Все это не осуществилось потому, что в нашем флоте не нашлось Нельсона[114]. Французская армия покинула Булонский лагерь для континентальной войны, придавшей новый блеск военной славе императора и вознесшей его на высоту, какой не достигал в Европе ни один государь со времен Карла Великого. Наполеон вторично победил австрийский дом — и пощадил его, что было ошибкой; однако он отнял у него Венецианскую область и принудил императора Франца отказаться от древнего императорского титула, тем самым лишив его влияния, которым он до той поры еще пользовался в Германии. Битва при Аустерлице[115], быть может, являет собой венец военного искусства. Народ с удивлением отметил, что победа была одержана 2 декабря, в годовщину коронования. С тех пор никто во Франции уже не возмущался этой нелепой церемонией.
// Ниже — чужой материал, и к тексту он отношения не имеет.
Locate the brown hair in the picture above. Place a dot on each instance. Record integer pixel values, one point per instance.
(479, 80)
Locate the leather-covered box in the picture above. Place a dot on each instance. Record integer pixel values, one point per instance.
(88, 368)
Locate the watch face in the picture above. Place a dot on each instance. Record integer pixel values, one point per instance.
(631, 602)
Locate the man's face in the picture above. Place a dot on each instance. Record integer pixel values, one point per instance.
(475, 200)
Глава 33. Прусская кампания
В следующем году император победил Пруссию, не имевшую мужества примкнуть к Австрии и России. Случай, беспримерный в истории: одно — единственное сражение уничтожило армию в 200 тысяч человек и отдало в руки победителя целое королевство. Объясняется это тем, что Наполеон еще более искусно извлекал пользу из своих побед, чем одерживал их. 16 октября Наполеон не без опасений атаковал[116] при Иене эту армию, казалось, охраняемую тенью великого Фридриха; 26-го он вступил в Берлин. К великому нашему удивлению, музыканты играли республиканскую песню «Вперед, отечества сыны!». Наполеон, в первый раз надевший генеральский мундир и расшитую золотом шляпу, ехал верхом, на двадцать шагов впереди своих войск, окруженный толпой. Не было ничего легче, как выстрелить в него из любого окна на Унтер-ден-Линден.
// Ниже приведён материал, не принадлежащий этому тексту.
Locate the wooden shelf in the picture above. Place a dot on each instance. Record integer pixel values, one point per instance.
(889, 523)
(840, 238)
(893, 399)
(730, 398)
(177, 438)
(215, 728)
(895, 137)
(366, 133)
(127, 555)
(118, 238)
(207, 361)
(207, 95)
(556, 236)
Следует добавить, как это ни грустно, что толпа хранила молчание и не приветствовала его ни единым возгласом.
Император впервые привез из завоеванных стран деньги. Сверх расходов на содержание и снаряжение армии, Австрия и Пруссия заплатили около ста миллионов каждая. Император проявил суровость в отношении Пруссии. Он нашел, что немцы охотнее всякого другого народа покоряются завоевателю. Сто немцев всегда готовы пасть на колени перед одним человеком в мундире. Вот что мелочный деспотизм четырехсот владетельных князей сделал с потомками Арминия[117] и Видукинда[118]!
Именно тогда Наполеон совершил ту ошибку, следствием которой явилось его низложение. Он с легкостью мог посадить на прусский и австрийский престолы кого угодно; он мог также дать этим странам двухпалатную систему и полулиберальную конституцию. Он отказался от старого якобинского правила искать союзников против монархов в сердцах их подданных. Новоявленный монарх, он уже оберегал в сердцах народов уважение к престолу[119].
Лица, окружавшие его, знают, что общественное мнение указывало ему, кто именно из числа владетельных князей достоин носить корону; это было уже немало. Немецкий народ, вкусив свободу, приложил бы все свои силы к тому, чтобы добиться подлинно либеральной конституции, и по прошествии трех — четырех лет проникся бы чувством глубокой признательности к Наполеону. Тогда было бы покончено с Тугендбундом[120], с ландвером[121], с национальным энтузиазмом. А с другой стороны, у новых германских правителей уже не было бы ни возможности, ни желания брать у англичан деньги на то, чтобы образовывать коалиции против Франции.
Глава 34. Наполеон и Александр I
В Тильзите Наполеон потребовал от России лишь одного: чтобы она закрыла для Англии свои гавани. Русская армия всецело была в его власти; император Александр сам признался, что прекратил войну потому, что у него не хватило ружей. Эта армия, в наши дни столь внушительная, в то время находилась в плачевном состоянии[122]. Царя спасло то обстоятельство, что император в бытность свою в Берлине провозгласил континентальную блокаду[123]. Александр и Наполеон вели друг с другом задушевнейшие беседы и вступали в споры, которые очень удивили бы их подданных, если бы последние имели возможность их слышать. «В продолжение тех двух недель, что мы провели в Тильзите, — рассказывал Наполеон, — мы едва ли не каждый день обедали вместе; мы рано вставали из-за стола, чтобы отделаться от прусского короля, который нам докучал. В девять часов император в штатском платье приходил ко мне пить чай. Мы не расставались до двух — трех часов утра, беседуя о самых различных предметах; обычно мы рассуждали о политике и философии. Он человек весьма образованный и придерживается либеральных взглядов; всем этим он обязан полковнику Лагарпу, своему воспитателю. Иногда я затруднялся определить, что проявляется в чувствах, им выражаемых, — подлинное ли его мнение или же воздействие того столь обычного во Франции тщеславия, которое побуждает людей высказывать взгляды, резко противоречащие их положению».